Nada mais inofensivo do que um ovo. Mesmo quando ele cai e se quebra, ou quando é jogado em alguém, o potencial de dano é mínimo. Durante a semana, coloquei um ovo para ferver. Um inocente, básico e clássico ovo em uma caneca esmaltada, daquelas que a minha bisavó já usava.
Acendi o fogão, água pela metade, joguei o ovo lá dentro e comecei a contar mentalmente cinco minutos. Nada de ruim pode acontecer quando um ovo está sendo cozido.
Fui para a sala, abri o computador e comecei a responder os e-mails pendurados.
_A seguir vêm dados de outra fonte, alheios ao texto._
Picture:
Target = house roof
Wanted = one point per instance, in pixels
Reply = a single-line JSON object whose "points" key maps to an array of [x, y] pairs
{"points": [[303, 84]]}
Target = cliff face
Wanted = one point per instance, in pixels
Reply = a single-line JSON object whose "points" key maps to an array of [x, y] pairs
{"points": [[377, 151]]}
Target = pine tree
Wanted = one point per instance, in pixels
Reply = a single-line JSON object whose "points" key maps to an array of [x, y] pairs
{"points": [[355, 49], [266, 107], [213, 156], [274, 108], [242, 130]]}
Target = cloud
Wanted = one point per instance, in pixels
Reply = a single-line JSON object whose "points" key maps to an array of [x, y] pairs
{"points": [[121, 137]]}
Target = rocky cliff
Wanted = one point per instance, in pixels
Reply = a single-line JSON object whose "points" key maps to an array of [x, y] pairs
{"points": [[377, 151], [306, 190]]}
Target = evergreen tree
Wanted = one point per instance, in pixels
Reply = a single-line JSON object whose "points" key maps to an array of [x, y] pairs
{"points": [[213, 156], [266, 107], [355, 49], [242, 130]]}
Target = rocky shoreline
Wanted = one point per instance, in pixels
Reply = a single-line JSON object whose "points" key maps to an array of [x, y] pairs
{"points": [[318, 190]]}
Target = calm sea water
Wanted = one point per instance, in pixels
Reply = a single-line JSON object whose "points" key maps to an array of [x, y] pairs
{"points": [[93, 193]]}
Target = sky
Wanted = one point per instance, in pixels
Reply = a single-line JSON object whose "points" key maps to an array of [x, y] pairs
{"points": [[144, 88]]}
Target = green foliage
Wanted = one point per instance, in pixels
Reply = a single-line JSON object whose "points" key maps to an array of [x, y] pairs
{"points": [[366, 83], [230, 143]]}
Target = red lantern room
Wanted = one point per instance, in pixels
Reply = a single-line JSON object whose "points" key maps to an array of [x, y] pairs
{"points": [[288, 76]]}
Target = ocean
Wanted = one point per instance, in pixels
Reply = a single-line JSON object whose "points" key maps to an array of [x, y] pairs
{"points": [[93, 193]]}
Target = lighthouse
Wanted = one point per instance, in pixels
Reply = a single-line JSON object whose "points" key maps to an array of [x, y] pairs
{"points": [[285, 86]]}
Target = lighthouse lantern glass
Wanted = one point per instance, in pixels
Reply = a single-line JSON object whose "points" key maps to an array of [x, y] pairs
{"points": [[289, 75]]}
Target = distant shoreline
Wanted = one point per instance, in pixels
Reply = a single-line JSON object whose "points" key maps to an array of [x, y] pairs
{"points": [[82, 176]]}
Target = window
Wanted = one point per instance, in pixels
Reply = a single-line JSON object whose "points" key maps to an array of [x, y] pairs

Lembrei que não havia ainda arrumado o quarto. Dobrei as roupas, estendi os lençóis. E assim, levado por uma correnteza de tarefas e ideias, me vi deitado no sofá, buscando algum filme na tevê para matar o tempo.
Não me lembro no que eu estava pensando, mas me lembro bem da explosão que me arregalou os olhos e fez disparar meu coração.
O ovo.
Havia se passado mais de uma hora e meia. Esqueci do ovo. A água secou. O ovo explodiu. Entrei na cozinha correndo. Havia ovo no exaustor, nas grades do fogão, nas paredes, no chão, no vidro da janela. A caneca fumegava, escurecida. Apaguei o fogo, peguei um pano, levei a caneca à pia, joguei água fria nela.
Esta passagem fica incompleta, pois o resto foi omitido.